Here There and Everywhere: Anticipating the Art for the Future
Place: Part IV   Psychological

Image: Ingalena Klenell

Glimmering Gone
Beth Lipman • USA www.bethlipman.com
Ingalena Klenell • Sweden www.klenell.com/ingalena

According to the artists, “Glimmering Gone is a collaborative installation that uses landscape and artifacts to investigate our connection with nature and collective and personal memory. Glimmering Gone uses glass to encourage desire, allude to life’s transience and describe the unattainable.” Artists Klenell and Lipman have taught and lectured collaboratively in Italy, Sweden and the United States since 2001. Their collaboration has benefited each artist and their respective communities greatly, providing a deeper understanding of cultural similarities and differences and has led to new ways of thinking about creative processes and relationships.

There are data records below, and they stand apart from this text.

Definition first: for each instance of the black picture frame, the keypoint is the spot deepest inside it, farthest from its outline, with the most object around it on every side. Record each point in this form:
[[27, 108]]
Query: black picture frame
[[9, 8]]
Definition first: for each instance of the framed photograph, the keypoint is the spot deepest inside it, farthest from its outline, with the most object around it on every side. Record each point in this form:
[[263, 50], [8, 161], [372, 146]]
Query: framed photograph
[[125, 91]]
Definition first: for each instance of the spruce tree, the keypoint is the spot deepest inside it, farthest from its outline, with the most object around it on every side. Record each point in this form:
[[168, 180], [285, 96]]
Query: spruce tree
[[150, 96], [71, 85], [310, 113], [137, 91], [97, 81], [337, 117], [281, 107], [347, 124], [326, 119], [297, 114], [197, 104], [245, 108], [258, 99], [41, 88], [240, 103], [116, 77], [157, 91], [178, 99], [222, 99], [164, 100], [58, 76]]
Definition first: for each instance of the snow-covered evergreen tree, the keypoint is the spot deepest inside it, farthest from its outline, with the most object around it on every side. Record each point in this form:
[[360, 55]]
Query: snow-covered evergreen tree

Now, for the first time in their professional relationship, the artists are joining together to create Glimmering Gone, an exhibition that asks Klenell and Lipman to walk into the unknown, take risks by relinquishing each individual’s primary working method and challenge the artists to connect despite geographical distance, cultural differences and time zones. The artists are working on their own and in each other’s studios as well as while co-residents at the Museum of Glass’s hot shop with three American and three Swedish glassblowers to fabricate the artifact portion of their project. According to the artists, “The exhibition will include a small room that has a vitrine filled with sculpted clear glass mementos such as a book, eyeglasses, bottle, brush, as well as other less recognizable objects. A larger room will hold a three dimensional landscape made of sculpted clear glass components that hang from the ceiling and rise up from the floor. The landscape will fill approximately half the room and visitors will walk on a boardwalk that meanders the length of the landscape. Light projections will play over an additional wall that will have imbedded glass artifacts. “The intangible results of this collaboration are as important as the exhibition. The exchange between American and Swedish artists and craftsmen will allow a greater understanding of the similarities and differences in each party’s respective creative practices. The exchange will act as a catalyst for new works of art and a broader understanding of each culture. New relationships will be forged leading to additional opportunities in each country.”


Exhibition Venue:
Museum of Glass • Tacoma, Washington, USA
www.museumofglass.org
August 2010—2011
The Museum of Glass, which opened six years ago, is located in Tacoma, Washington.
It has already attracted over one million visitors from around the world with its unusual modern architecture, live glassblowing demonstrations and intriguing exhibitions of contemporary glass.